Medical use and application
The main indication for medication with levodopa is Parkinson’s disease. In this disease, a special network of nerve cells called the basal ganglia is affected and serves as the control center for movement. The presence of dopamine is required for the regulation of movement. Two areas associated with dopamine metabolism play a special role: the black matter (substantia nigra) and the so-called striatum. While dopamine is formed in the former, the striate body takes up dopamine and ensures its conversion into specific signals and their transmission. In this process, dopamine acts as a messenger substance (neurotransmitter). In Parkinson’s disease, cells in the black matter die, so that less dopamine is synthesized. Parkinson’s disease is one of the most common diseases of the nervous system. With increasing age, the disease occurs more frequently. Restless legs syndrome is also treated with levodopa in some cases.This neurological disorder is characterized by sensory disturbances in the legs or feet accompanied by involuntary movements. It is known that changes in dopamine metabolism play a significant role in this disorder. Levodopa leads to relief of the symptoms. Levodopa is also increasingly used in the treatment of Huntington’s disease. Huntington’s disease is a hereditary disorder that is still incurable. Patients show a disturbed emotional life and impaired control of muscles and facial expressions.

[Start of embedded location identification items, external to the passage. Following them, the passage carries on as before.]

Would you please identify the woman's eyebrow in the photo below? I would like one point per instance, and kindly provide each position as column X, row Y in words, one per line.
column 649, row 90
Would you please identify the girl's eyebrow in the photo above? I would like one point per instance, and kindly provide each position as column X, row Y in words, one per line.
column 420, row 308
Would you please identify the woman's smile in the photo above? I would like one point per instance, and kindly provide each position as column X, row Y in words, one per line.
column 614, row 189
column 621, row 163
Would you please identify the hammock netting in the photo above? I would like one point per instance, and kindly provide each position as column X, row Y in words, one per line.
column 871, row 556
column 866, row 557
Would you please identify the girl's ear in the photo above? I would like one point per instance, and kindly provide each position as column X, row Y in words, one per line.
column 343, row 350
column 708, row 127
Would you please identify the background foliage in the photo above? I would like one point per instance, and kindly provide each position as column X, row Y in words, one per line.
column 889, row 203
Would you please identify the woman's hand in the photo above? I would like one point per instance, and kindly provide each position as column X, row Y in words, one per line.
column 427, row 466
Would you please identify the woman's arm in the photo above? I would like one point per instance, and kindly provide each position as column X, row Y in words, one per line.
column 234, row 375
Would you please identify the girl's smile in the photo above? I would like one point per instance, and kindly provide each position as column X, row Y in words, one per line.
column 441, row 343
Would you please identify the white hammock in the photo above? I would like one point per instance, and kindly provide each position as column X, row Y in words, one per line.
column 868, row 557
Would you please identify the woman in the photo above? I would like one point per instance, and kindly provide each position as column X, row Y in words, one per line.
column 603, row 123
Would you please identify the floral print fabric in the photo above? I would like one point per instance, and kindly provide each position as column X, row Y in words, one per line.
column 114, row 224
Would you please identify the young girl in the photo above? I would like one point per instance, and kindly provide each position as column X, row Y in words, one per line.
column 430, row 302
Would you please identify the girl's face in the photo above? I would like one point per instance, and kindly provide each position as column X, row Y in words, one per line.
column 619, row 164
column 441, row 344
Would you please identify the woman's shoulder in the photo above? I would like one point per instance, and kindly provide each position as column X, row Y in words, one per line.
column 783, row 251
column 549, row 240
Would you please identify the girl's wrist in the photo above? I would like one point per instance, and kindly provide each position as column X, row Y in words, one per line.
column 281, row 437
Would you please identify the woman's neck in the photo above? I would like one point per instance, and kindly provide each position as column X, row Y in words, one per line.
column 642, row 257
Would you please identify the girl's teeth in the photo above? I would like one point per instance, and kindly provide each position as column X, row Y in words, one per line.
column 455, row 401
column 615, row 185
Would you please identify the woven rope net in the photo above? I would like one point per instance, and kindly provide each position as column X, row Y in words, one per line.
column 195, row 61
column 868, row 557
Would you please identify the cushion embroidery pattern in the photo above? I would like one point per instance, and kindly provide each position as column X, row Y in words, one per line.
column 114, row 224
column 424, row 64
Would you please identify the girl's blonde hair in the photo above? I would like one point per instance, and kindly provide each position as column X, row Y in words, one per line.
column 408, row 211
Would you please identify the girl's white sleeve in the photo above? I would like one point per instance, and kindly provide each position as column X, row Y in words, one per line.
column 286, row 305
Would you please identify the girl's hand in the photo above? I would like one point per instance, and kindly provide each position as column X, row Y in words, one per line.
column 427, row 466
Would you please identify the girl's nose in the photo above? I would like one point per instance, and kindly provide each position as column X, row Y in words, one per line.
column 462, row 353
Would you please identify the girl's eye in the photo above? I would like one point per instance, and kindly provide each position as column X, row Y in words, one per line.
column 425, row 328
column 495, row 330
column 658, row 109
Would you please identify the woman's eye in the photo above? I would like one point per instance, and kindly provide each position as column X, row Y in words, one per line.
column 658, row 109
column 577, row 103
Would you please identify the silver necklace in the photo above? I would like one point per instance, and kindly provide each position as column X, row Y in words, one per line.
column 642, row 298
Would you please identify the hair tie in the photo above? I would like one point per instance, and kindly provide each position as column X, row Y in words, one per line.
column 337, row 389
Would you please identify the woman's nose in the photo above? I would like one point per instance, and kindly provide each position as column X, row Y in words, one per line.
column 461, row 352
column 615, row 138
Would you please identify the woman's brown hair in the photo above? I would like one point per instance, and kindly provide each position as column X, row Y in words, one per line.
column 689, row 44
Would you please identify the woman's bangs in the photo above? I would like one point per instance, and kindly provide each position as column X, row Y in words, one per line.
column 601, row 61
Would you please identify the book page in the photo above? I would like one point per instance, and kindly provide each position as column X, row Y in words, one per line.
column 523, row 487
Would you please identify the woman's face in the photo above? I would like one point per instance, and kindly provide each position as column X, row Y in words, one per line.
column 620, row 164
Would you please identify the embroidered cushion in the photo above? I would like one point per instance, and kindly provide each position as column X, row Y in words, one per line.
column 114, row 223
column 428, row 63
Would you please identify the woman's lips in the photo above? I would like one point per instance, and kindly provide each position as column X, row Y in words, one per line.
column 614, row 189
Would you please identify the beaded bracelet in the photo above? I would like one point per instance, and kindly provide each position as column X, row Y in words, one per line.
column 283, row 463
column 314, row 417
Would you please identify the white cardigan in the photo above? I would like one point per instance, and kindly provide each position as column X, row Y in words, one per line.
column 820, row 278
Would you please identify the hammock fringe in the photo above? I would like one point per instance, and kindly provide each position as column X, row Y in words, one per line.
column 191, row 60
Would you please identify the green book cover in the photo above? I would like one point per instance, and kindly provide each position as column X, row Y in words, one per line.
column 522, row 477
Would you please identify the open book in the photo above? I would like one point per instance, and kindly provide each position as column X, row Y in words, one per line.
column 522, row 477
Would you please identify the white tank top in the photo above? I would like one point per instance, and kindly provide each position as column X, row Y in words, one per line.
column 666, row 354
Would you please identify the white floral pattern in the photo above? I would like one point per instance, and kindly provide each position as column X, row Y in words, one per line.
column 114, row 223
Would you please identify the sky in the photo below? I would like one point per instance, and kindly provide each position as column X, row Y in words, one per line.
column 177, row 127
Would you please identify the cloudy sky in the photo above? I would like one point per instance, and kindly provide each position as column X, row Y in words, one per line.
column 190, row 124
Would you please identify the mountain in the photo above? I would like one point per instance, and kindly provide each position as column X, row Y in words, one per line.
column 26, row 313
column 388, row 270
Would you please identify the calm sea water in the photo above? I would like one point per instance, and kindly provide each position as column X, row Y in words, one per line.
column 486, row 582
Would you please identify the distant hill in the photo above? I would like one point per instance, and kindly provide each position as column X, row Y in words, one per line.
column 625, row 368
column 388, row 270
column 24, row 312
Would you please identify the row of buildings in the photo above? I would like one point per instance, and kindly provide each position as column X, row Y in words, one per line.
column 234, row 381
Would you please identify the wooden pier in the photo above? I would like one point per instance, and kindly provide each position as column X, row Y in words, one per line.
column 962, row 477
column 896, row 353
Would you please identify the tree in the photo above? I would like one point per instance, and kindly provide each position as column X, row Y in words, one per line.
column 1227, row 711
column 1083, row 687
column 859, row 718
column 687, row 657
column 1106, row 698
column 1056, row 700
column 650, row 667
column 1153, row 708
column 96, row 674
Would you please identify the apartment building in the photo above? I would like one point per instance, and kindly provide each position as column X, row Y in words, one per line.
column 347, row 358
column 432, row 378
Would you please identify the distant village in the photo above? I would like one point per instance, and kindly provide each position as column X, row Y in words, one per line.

In patients who experience muscle stiffness (rigor), medication with levodopa can bring about improvement.
Risks and side effects
Excessive doses may cause disturbances in movement (dyskinesia) or psychological problems (insomnia, hallucinations). Possible side effects include vomiting, nausea, and cardiovascular disturbances. Patients suffering from pheochromocytoma, severe hyperthyroidism, or narrow-angle glaucoma (form of glaucoma) should not take levodopa. There is also a particular risk in the case of cardiac arrhythmias, after a heart attack or gastrointestinal ulcers. In addition, there are numerous interactions with other drugs. Dopamine antagonists, substances that neutralize the acidity of gastric juice (antacids) and iron preparations reduce the effects of levodopa, as do nerve-dampening substances (neuroleptics), opioid painkillers and antihypertensive agents. Certain MAO inhibitors (MAO-B inhibitors), on the other hand, enhance the effect. If, on the other hand, MAO-A inhibitors are taken at the same time, this can result in an enormous increase in blood pressure. When starting therapy with levodopa, concomitant use of other medications should be conscientiously checked in any case.